Remarkably, it is the first cryptocurrency bill to be published in any post-Soviet country. It is also one of the first such bills in the world. The document defines the basic concepts related to cryptocurrency, including its very term.
“Cryptocurrency is a program code subject to property laws being the subject of exchange contracts, data on which is recorded in and stored on a blockchain system,” the bill reads.
This means, according to the bill, that no cryptocurrency can be construed as a legal tender, and is only viewed as a means of exchange.
The advisor for the Head of Ukraine’s State Agency for E-Governance Konstantin Yarmolenko commented on the bill:
“The lawmakers have made one dramatic mistake. They made the National Bank responsible for regulation of cryptocurrencies, even though the regulator itself has stated on numerous occasions that cryptocurrency is not a currency, and therefore, is not a part of its jurisdiction.”
The lawmakers also believe that the government shall identify all people who run cryptocurrency operations in Ukraine, and access transaction data. However, most importantly, the bill suggests that the government will tax miners and exchanges.
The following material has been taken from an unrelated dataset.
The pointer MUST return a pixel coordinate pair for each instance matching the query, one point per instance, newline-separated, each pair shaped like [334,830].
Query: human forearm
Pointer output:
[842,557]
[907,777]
The bill also stipulates that violation of its provisions would entail civil, administrative and criminal prosecution. For some unclear reason, the lawmakers also added a provision stating that cryptocurrency can’t be used to call for overthrowing the constitutional order and to violate the country’s territorial integrity.
Clause 5 of the bill notes that miners have the right to choose which cryptocurrency to mine. Essentially, should the bill is enforced, the government will be able to completely control the industry and tax it.
However, Clause 4 includes a provision suggesting that it won’t provide any consumer protection for cryptocurrency users.
“The state does not guarantee, nor it undertakes, to provide for operation of online services for cryptocurrency exchange.”